Su nombre al parecer significa “lugar de paso de caravanas”; la pujante cultura ibérica se evidencia en notables asentamientos, dos calzadas romanas la cruzaban. El paso de la meseta al Guadalquivir siempre fue por Despeñaperros; por la posesión de ese eje vertical se libraron dos batallas, las Navas de Tolosa en 1212 y Bailén en 1808. Los viejos caminos, veredas y mestas se completan el XIX con el ferrocarril que pasado el río, el Marqués de Casa Loring, por acortar la ruta del Rey Santo, o visitar en el Rincón de San Ildefonso a un amigo, plantó sus traviesas en las vegas, olvidando las ciudades; el ramal a Granada y Almería fue por la zona más despoblada. A finales de siglo, impulsado por la burguesía del aceite, enriquecida por las desamortizaciones, se construyó el tren de Linares a Puente Genil que tropezó en su camino con la capital. La de Almería agoniza y el tren del aceite, cerró hace años, hoy es vía verde y a Jaén le pusieron un tranvía a ninguna parte, “sic transit gloriae mundi”; quede como moraleja que la vieja calzada romana que unía la Bética con Cartagonova, tiene mejor pavimento que cualquiera de nuestras carreteras.
Un día políticos sevillanos decidieron cambiar la historia y acceder a la meseta por Brazatortas; el ferrocarril en Jaén se desmorona, muere Espeluy —¿qué diría hoy Prado y Palacio?— y entramos en la etapa de las buenas intenciones; desde entonces no se ha abierto ni un kilómetro de vía y la mejora a Madrid va por Grañena. Que nadie se sienta especialmente culpable, son muchos los gobiernos en Madrid y en Sevilla, lo somos todos por acción u omisión.

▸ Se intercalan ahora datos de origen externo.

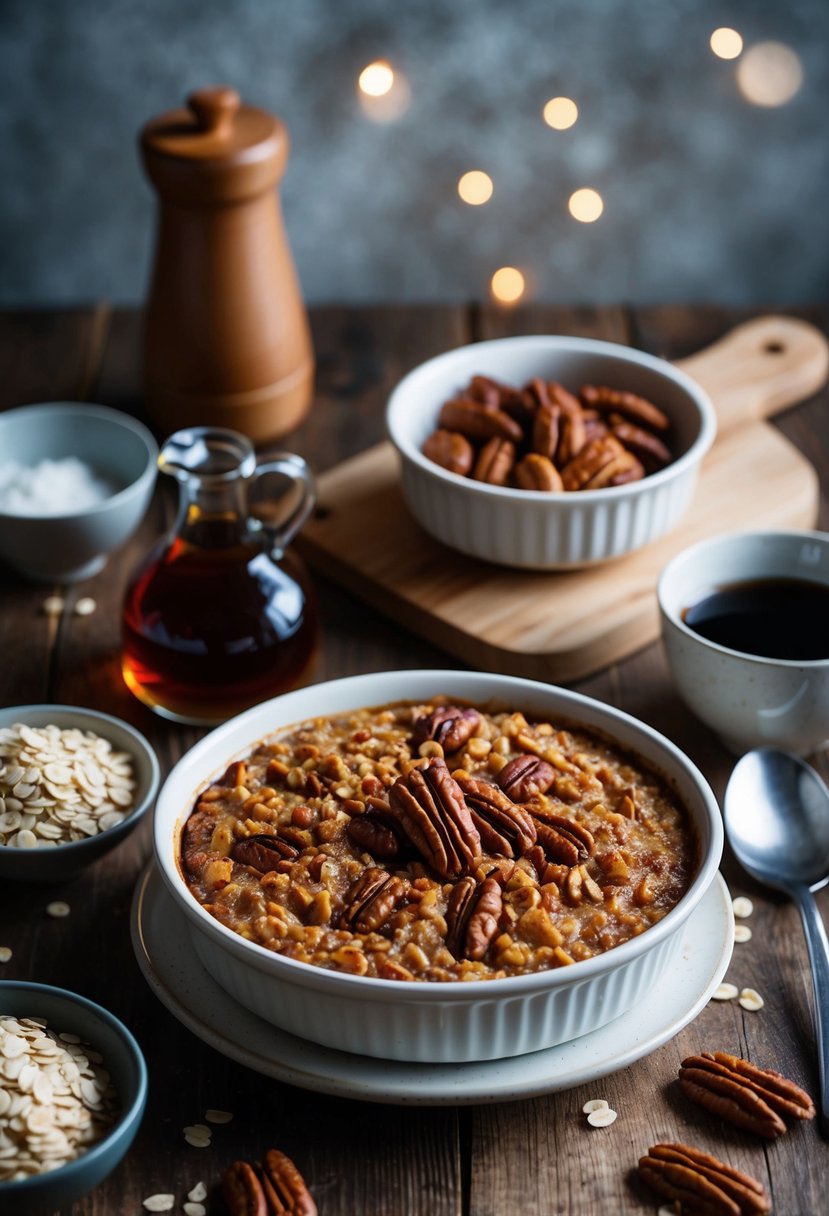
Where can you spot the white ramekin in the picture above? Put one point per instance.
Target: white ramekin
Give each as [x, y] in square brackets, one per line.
[529, 528]
[446, 1022]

Se nos debía haber compensado en carreteras; pues no. La peor de las radiales y la menos conservada es la A-4 a su paso por la provincia; la A- 44 se hizo tarde y mal y fue abandonada a su suerte, mejora al pasar Noalejo. Desde la caída del imperio romano de occidente, la conexión con levante dejó de estar operativa; el último buen pretexto fue la crisis, que en Jaén vino para quedarse. La Autovía del Olivar, tras muchas fatigas, ha proporcionado a la Junta días de gloria con la llegada a Úbeda; hasta Martos está hecha unos zorros, Alcaudete y Alcalá siguen irredentos. Quedan endemias históricas: N-432 a su paso por aquí, cenicienta de alto riesgo entre periferias, inadmisible de Madrid “parriba”. Si iniciaran la Torredonjimeno-El Carpio, nuestros próceres perderían la recurrencia en su deporte favorito, el “y tú más”.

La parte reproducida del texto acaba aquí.